BY SHRI K.R. NARAYANAN, PRESIDENT OF INDIA,
AT THE RECEPTION BY THE CITY OF LUXEMBOURG
LUXEMBOURG, TUESDAY, SEPTEMBER 15, 1998
Your Royal Highness the
Your Royal Highness the
Madame la Bourgmestre,
Ladies and Gentlemen,
I wish to thank you,
Madame la Bourgmestre, for the warmth of your welcome and for the sentiments
of friendship expressed by you. I consider it an honour that the Grand Duke
and the Grand Duchess have also chosen to grace this occasion.
It is a privilege to
be in your city which so artfully blends the riches of its historic past
with the efficient amenities of modern urban life. Its unique architectural
grandeur and historical charm have captivated all its visitors and we are
no exception. Historically, Luxembourg has been at the very heart of Europe
and remains so, today, as the capital of a very vibrant European Union.
A noble son of the city,
Robert Schuman, one of the founders of the present European institutional
architecture made a unique contribution to the traditional role of Luxembourg.
Quite in keeping with this national genius, your city, Madame la Bourgmestre,
now represents a post-industrial society at the vanguard of the technological
progress taking place in Europe.
I am also delighted to
be at the City Hall and to have the opportunity to familiarise myself with
the functioning of the City institutions and the operation of democracy
at the local level. India too has very old traditions of local self-government.
The panchayat system in ancient India was democracy at the grassroots functioning
on the basis of consensus. In a modernized form this old institution to-day
finds place in our Constitution for the governance of our villages, towns
and cities. You would be interested to know that in India more than three
million representatives of the people are elected to local bodies - villages,
towns and cities - on the basis of adult franchise of which, according to
a constitutional provision, one-third are women. They keep our democracy
alive and vibrant, and provide the crucial consensus that exists even in
coalition politics, establishing a political kinship with Luxembourg and
other countries in Europe.
India's economic parameters
remain strong despite the recent turbulence in our Asian neighbourhood.
An indication of such strength was recently evident when non-resident Indians
from all over the world came forward enthusiastically, within a matter of
weeks, to invest in 'Resurgent India Bonds' to the tune of over US dollars
4 billion.
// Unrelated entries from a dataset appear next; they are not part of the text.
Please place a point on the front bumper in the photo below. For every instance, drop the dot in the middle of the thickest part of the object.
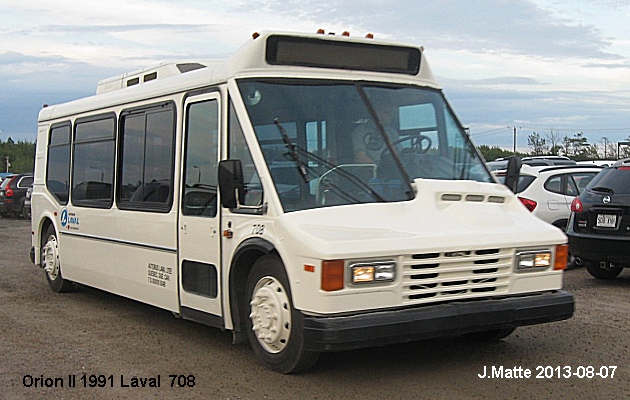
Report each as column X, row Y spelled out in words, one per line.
column 432, row 321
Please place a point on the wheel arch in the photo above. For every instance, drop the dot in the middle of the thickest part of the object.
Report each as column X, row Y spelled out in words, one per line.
column 246, row 254
column 44, row 223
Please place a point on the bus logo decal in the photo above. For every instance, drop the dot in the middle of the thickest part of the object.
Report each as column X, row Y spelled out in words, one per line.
column 64, row 217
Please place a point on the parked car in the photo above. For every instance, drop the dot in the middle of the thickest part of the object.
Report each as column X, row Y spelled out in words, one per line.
column 599, row 163
column 539, row 161
column 534, row 161
column 548, row 191
column 13, row 193
column 599, row 228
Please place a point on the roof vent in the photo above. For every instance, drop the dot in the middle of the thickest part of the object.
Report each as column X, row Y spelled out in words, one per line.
column 161, row 71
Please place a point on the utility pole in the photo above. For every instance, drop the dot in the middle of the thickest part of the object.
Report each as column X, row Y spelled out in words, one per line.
column 515, row 140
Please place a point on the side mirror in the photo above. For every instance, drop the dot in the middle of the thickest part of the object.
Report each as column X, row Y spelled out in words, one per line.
column 231, row 184
column 512, row 173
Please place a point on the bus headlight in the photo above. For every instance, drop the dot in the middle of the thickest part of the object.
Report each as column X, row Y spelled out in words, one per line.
column 529, row 260
column 365, row 272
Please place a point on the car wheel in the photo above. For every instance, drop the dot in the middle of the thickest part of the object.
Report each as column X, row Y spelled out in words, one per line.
column 50, row 263
column 490, row 336
column 274, row 327
column 603, row 271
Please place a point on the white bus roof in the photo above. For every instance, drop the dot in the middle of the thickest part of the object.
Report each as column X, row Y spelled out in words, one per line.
column 294, row 55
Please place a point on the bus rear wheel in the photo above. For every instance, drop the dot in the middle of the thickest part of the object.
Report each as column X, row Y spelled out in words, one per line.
column 50, row 263
column 274, row 327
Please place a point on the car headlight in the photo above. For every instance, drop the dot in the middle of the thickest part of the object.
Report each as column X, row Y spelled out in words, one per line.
column 533, row 260
column 369, row 272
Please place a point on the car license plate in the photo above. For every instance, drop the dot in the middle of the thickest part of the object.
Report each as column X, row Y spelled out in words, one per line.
column 606, row 220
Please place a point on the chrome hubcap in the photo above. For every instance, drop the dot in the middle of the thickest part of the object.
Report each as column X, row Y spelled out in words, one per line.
column 270, row 314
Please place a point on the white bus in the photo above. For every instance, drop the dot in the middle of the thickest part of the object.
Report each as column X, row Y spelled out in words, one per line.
column 312, row 193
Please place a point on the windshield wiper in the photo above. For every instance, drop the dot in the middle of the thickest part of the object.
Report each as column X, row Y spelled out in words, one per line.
column 296, row 151
column 602, row 189
column 293, row 153
column 388, row 142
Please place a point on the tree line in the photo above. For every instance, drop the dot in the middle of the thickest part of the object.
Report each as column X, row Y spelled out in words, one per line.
column 577, row 148
column 17, row 157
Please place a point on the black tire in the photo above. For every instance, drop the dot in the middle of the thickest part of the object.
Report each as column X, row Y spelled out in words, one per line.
column 278, row 342
column 490, row 336
column 609, row 272
column 50, row 263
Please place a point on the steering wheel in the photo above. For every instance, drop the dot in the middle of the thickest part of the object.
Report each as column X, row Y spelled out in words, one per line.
column 420, row 144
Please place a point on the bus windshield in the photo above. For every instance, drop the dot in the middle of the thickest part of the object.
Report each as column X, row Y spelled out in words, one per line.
column 330, row 143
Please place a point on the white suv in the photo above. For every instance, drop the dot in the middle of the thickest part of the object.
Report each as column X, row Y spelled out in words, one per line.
column 549, row 190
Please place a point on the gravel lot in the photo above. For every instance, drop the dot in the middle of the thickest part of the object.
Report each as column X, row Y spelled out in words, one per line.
column 105, row 340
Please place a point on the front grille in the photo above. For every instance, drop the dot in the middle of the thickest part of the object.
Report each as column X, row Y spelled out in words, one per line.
column 431, row 277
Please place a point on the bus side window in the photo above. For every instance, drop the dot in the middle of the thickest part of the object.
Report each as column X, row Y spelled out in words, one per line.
column 201, row 165
column 147, row 159
column 58, row 166
column 238, row 150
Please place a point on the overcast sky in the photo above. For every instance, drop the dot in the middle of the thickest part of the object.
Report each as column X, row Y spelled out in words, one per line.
column 546, row 66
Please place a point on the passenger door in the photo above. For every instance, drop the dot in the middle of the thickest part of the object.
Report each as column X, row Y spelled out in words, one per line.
column 199, row 238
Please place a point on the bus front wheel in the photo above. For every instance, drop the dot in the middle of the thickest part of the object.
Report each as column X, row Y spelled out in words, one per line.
column 50, row 263
column 274, row 327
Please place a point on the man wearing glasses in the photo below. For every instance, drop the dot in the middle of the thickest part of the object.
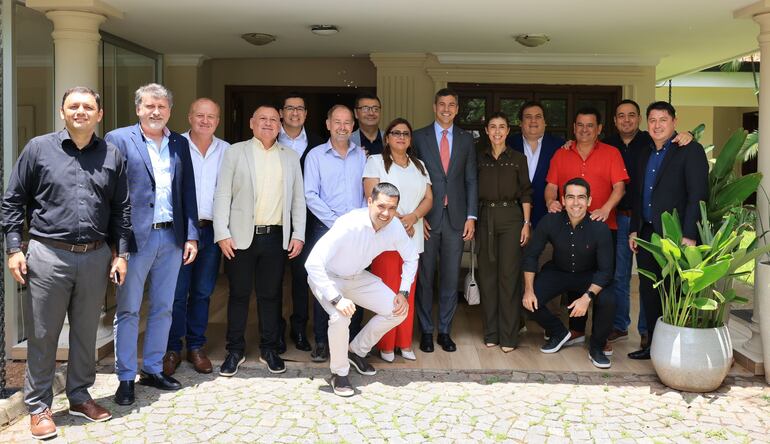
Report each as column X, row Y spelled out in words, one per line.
column 368, row 135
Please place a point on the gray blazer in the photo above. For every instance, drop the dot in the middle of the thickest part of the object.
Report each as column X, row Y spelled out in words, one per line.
column 460, row 183
column 234, row 198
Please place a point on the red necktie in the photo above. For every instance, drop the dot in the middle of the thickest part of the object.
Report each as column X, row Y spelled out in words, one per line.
column 444, row 153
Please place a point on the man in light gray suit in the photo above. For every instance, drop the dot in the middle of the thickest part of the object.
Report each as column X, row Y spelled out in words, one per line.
column 450, row 157
column 259, row 214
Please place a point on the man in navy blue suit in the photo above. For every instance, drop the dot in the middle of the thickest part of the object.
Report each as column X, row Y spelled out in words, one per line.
column 164, row 216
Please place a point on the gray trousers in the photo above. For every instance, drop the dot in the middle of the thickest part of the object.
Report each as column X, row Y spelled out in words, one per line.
column 62, row 283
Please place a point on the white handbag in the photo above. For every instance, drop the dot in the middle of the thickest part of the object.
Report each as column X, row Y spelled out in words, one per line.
column 471, row 288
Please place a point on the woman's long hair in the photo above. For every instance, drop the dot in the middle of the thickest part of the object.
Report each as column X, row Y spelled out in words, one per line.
column 387, row 158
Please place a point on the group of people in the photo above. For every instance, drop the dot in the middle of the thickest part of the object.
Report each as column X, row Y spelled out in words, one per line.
column 365, row 219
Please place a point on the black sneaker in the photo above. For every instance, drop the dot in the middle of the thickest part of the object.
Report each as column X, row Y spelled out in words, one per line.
column 233, row 360
column 320, row 353
column 598, row 359
column 273, row 361
column 341, row 385
column 555, row 342
column 361, row 365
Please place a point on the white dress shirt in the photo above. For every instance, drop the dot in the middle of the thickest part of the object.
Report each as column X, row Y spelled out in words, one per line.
column 351, row 245
column 206, row 169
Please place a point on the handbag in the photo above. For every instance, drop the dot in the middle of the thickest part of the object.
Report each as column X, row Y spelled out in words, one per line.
column 471, row 288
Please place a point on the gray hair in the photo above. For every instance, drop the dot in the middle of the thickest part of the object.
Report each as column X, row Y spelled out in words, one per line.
column 156, row 91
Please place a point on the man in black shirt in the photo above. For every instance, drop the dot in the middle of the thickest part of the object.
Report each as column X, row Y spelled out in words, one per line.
column 583, row 255
column 72, row 189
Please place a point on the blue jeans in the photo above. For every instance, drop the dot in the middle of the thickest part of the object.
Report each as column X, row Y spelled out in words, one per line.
column 623, row 262
column 196, row 282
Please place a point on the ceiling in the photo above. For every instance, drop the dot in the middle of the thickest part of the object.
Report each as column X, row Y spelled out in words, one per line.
column 681, row 35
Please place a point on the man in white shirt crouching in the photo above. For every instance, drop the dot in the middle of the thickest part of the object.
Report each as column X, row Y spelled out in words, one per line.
column 338, row 278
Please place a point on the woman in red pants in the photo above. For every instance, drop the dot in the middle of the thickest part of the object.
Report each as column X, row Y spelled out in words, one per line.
column 398, row 165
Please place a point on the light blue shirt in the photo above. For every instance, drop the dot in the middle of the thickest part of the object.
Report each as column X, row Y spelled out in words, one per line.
column 161, row 169
column 439, row 130
column 333, row 185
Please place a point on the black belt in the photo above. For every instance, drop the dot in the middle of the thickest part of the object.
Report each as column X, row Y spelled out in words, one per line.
column 267, row 229
column 73, row 248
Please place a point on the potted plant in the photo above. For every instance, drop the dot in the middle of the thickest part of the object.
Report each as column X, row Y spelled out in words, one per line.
column 691, row 349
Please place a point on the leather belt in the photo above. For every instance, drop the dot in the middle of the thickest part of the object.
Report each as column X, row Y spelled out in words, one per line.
column 267, row 229
column 73, row 248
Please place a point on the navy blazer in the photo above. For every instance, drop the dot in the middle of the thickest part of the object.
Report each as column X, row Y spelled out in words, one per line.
column 141, row 185
column 549, row 146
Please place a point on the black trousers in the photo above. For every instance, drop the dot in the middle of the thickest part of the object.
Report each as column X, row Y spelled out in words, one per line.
column 649, row 296
column 551, row 282
column 260, row 266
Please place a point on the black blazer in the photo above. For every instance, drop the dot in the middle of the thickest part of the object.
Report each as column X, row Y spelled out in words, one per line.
column 681, row 184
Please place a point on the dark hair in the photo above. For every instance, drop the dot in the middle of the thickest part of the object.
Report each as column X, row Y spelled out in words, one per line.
column 443, row 92
column 387, row 158
column 628, row 102
column 83, row 90
column 662, row 106
column 367, row 95
column 579, row 181
column 387, row 189
column 530, row 104
column 589, row 110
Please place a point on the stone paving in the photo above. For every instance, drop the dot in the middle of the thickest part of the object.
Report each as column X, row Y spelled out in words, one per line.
column 420, row 405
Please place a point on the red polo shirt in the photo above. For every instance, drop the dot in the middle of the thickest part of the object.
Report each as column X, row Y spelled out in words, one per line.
column 602, row 168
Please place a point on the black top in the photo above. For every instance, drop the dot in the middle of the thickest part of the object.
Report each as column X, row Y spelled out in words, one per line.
column 70, row 195
column 586, row 247
column 630, row 153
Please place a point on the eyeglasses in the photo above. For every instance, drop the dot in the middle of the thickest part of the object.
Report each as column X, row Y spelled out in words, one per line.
column 369, row 109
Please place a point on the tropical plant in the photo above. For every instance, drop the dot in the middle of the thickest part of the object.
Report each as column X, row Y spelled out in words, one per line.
column 695, row 282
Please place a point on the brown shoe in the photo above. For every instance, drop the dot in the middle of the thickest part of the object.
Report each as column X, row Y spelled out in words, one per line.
column 199, row 360
column 91, row 411
column 171, row 361
column 41, row 425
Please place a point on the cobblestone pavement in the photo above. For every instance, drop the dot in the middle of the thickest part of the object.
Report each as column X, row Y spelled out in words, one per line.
column 421, row 405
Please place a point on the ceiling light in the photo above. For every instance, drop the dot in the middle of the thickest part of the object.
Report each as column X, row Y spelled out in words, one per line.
column 324, row 29
column 532, row 40
column 258, row 38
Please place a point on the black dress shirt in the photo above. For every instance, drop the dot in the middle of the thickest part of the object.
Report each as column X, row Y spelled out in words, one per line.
column 66, row 194
column 586, row 247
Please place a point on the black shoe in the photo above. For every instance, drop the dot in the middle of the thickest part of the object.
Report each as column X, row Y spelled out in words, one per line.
column 300, row 341
column 233, row 360
column 361, row 365
column 555, row 342
column 274, row 362
column 341, row 385
column 124, row 395
column 598, row 358
column 321, row 352
column 640, row 354
column 426, row 343
column 446, row 342
column 159, row 381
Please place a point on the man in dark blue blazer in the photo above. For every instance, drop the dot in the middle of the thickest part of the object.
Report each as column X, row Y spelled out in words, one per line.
column 164, row 215
column 540, row 147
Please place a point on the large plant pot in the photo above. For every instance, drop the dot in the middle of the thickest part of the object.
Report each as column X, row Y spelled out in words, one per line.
column 691, row 359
India offers excellent opportunities for foreign investment,
which provides a basis for our relationship to be mutually enriching. Our
entrepreneurs would be happy to avail the impressive and sophisticated capital
and technological base in your city.
I am pleased to learn
that more and more Indian visitors are coming to Luxembourg. This is a trend
worth actively encouraging as such interaction would go a long way in enhancing
mutual understanding between our two peoples. I am also happy to know that
the Indian community here, though small, is making a useful contribution
to Luxembourgeois society in diverse ways.
The contemporary international
environment holds promise for the future in terms of greater freedom, economic
well being and the utilisation of the capabilities of our people to the
fullest. We cannot, however, be unmindful of the dangers posed by globalisation
such as that of international terrorism and criminal networks straddling
countries and continents. Given this background, it is of importance that
dialogue between democratic, liberal and transparent societies is maintained
and further strengthened. We must enrich further the warm relationship that
exists between our two countries. I see in the warmth of the reception accorded
here today, promises of greater cooperation and friendship between us.